SINGAPORE - Mr Simon Israel, chairman of both Singapore Post (SingPost) and Singtel, was discharged from hospital at noon on Friday (July 21), a Singtel spokesman told The Straits Times.
Mr Israel, 63, was hospitalised the morning before, and was therefore absent from SingPost's 25th annual general meeting on Thursday (July 20). The spokesman did not disclose the reason for his hospitalisation.
In a speech at the meeting, read on his behalf by non-executive lead independent director Fang Ai Lian, Mr Israel sought to reassure SingPost shareholders that the company is taking steps to rehabilitate a loss-making acquisition that is at the centre of an internal probe.
Mr Israel acknowledged that "shareholders may have many questions in relation to the summary report".
He was referring to the findings of an independent review which said the former directors of SingPost did not fully consider certain key risks before signing off on the postal service provider's largest acquisition - TradeGlobal, the loss-making United States e-commerce business that SingPost acquired for US$168.5 million (S$230 million) in October 2015.
"As we have stated, we will be handing the full report to the regulators for their review.
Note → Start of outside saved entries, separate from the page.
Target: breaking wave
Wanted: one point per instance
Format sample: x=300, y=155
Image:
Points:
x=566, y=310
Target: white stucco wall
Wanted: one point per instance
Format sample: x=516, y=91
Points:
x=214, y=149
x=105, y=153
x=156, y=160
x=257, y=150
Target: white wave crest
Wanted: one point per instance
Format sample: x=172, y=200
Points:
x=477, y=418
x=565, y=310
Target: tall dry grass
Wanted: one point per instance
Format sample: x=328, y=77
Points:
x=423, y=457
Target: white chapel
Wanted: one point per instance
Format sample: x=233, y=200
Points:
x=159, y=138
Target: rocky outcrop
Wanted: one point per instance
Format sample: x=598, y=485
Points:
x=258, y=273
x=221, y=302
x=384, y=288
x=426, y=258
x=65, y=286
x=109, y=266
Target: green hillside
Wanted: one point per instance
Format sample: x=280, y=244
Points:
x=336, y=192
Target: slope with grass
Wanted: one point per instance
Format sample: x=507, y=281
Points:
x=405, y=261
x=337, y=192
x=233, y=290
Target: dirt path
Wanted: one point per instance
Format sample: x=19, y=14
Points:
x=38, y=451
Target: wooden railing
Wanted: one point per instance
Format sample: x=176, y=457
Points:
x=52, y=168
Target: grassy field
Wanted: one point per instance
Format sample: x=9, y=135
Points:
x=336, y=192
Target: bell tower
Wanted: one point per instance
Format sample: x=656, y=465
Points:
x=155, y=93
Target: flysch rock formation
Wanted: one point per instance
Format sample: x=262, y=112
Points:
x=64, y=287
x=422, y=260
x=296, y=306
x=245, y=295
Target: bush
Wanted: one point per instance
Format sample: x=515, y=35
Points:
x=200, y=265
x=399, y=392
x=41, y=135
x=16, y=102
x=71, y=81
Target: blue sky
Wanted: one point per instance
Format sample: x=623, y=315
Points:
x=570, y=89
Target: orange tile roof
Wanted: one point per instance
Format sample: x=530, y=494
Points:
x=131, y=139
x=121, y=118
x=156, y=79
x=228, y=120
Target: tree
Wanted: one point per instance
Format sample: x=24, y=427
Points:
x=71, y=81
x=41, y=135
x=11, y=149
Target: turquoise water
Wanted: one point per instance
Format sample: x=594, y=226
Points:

They are the best people to follow through with it," he said.
SingPost shares finished 0.7 per cent or one cent lower at $1.34 on Friday.
Separately, ratings agency Moody's Investors Service has downgraded Singtel's senior unsecured ratings to A1 from Aa3. The ratings outlook remains stable, it said.
"The downgrade reflects continued weakening in Singtel's key financial parameters - Debt/Ebitda (earnings before interest, tax, depreciation and amortization) and RCF (retained cash flow)/debt - over the last two years, fueled by rising absolute debt levels and a willingness by the company to lever up its balance sheet to a level inconsistent with the Aa3 rating," said Moody's vice president and senior analyst Nidhi Dhruv.
A Singtel spokesman said in a statement that the credit ratings of Singtel and Optus continue to be strong among its peers in the telecommunications industry.
"Singtel and Optus remain financially-disciplined in our approach to investments and are committed to maintaining our investment-grade credit ratings," he added.
Singtel shares closed 0.8 per cent or three cents up at$3.91.